Search "Time Warp - Bottle" on YouTube for a visual representation. 
In that scenario the bottle moves away from the liquid with enough force to create an air bubble at the bottom of the bottle, when water rushes back into the bubble it is somewhat of an explosion, shattering the bottle. (That is my take on it at least)


----------



## Hoppy (Dec 24, 2005)

Canister filters don't "pull in" water. They are fed by siphon action, which is why they are supposed to be mounted below the tank. The pump doesn't generate much pressure at all. All the pressure it needs to generate is enough pressure to raise the water about 2-3 inches over the rim of the tank. The pump is a "water mover" not a pressure generator.


----------



## oldpunk78 (Nov 1, 2008)

Thanks guys, I just couldn't get mu head around that one, lol.

I really appreciate the explanations. However, no one directly answered my question. Have any of you successfully run 13mm pipes with a xp3?


----------



## jasonpatterson (Apr 15, 2011)

Hoppy said:


> Canister filters don't "pull in" water. They are fed by siphon action, which is why they are supposed to be mounted below the tank.


I dunno about the siphon. If it's a closed system drawing water from the tank and returning water to the tank it shouldn't siphon at all, as the inlet and outlet are at the same height (or more likely the outlet is slightly higher.) Unless you mean that it will siphon until the canister fills and the outlet hose fills with water up to the water level of the tank. 

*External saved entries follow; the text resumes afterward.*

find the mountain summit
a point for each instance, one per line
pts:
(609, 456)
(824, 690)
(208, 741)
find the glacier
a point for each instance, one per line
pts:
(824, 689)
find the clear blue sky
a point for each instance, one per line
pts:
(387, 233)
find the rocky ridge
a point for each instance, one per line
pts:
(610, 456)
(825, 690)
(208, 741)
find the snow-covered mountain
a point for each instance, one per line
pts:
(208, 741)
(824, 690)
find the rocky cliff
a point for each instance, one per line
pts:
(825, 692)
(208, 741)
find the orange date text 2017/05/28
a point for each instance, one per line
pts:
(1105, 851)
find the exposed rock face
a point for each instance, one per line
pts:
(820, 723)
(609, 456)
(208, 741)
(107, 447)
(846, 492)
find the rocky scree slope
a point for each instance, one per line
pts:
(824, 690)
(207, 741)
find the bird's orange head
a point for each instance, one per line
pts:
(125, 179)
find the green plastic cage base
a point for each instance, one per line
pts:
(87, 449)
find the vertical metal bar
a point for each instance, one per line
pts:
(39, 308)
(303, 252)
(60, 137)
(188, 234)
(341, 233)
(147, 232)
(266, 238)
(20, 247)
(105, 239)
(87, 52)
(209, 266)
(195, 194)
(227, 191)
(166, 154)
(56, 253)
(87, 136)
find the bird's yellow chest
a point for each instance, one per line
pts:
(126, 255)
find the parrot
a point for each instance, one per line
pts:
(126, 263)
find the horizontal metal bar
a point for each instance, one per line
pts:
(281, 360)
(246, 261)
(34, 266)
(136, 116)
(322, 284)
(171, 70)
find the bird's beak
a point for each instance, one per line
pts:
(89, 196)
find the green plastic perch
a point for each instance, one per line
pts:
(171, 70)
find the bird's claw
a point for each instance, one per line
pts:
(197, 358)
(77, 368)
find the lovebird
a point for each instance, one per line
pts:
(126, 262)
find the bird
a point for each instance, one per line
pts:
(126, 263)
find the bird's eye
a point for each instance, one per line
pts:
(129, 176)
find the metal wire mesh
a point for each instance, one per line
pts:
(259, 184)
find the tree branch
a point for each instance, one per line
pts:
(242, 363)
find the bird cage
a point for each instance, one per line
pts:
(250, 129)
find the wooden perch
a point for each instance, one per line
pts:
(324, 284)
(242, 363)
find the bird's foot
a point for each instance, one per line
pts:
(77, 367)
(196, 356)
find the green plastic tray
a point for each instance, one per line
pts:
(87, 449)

It really shouldn't matter where you put the canister, as long as the seal on it is strong enough to hold the water pressure created by its placement (the reason that those crappy zoomed filters recommend that you put them at water level, and the reason that they leak so often when people don't.)

Agreed entirely about the remainder though.


----------



## xmas_one (Feb 5, 2010)

VeeSe said:


> or it can push out the same amount with more pressure in smaller diameter hose ("feels" like it's coming out harder if you put your hand in front of it, etc.)

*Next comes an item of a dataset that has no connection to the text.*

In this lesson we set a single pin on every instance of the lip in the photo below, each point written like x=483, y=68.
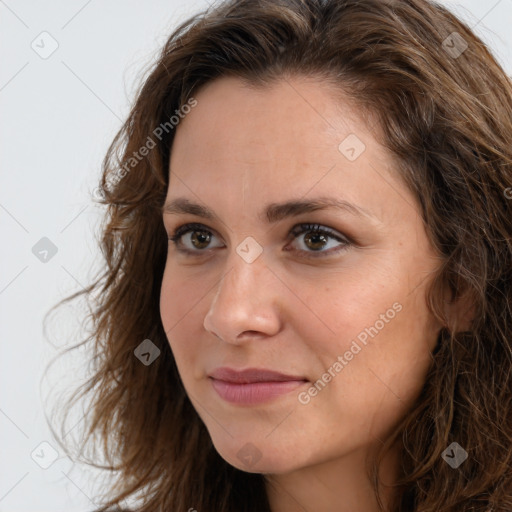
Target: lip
x=253, y=385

it's actually less pressure when you have the same flow with an increase in velocity..


----------



## VeeSe (Apr 16, 2011)

xmas_one said:


> it's actually less pressure when you have the same flow with an increase in velocity..


oops. you're right.


----------



## Chlorophile (Aug 2, 2011)

jasonpatterson said:


> I dunno about the siphon. If it's a closed system drawing water from the tank and returning water to the tank it shouldn't siphon at all, as the inlet and outlet are at the same height (or more likely the outlet is slightly higher.) Unless you mean that it will siphon until the canister fills and the outlet hose fills with water up to the water level of the tank.
> 
> It really shouldn't matter where you put the canister, as long as the seal on it is strong enough to hold the water pressure created by its placement (the reason that those crappy zoomed filters recommend that you put them at water level, and the reason that they leak so often when people don't.)
> 
> Agreed entirely about the remainder though.

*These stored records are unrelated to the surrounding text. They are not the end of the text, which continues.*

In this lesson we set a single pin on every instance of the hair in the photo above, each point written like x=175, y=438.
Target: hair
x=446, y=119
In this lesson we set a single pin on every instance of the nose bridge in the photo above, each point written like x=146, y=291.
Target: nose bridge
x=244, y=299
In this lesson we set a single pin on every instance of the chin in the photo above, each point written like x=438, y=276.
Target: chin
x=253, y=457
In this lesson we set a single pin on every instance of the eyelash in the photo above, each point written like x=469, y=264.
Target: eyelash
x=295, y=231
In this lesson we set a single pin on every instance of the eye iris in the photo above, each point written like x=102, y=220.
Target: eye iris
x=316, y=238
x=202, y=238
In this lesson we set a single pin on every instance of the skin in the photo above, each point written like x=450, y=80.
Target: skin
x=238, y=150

What if you put the canister above the tank, would you have the same flow rate? I'm positive the siphon action is helping the pump be more powerful, so having the canister above the tank _should_ make things harder for the pump since gravity is trying to take water out of the canister instead of push water into the canister. Although its would probably still run fine, it would be hard to prime!
I agree though that level or below the filter shouldn't make a difference. Inflow water is falling into the canister, pushing outflow water out to the tank - they will reach equilibrium without a pump, but with the pump the water is pushed into the tank. 
I imagine if the outflow was higher than the inflow, we would see a reduction in flow, actually I'm fairly positive we would see a reduction in flow.


----------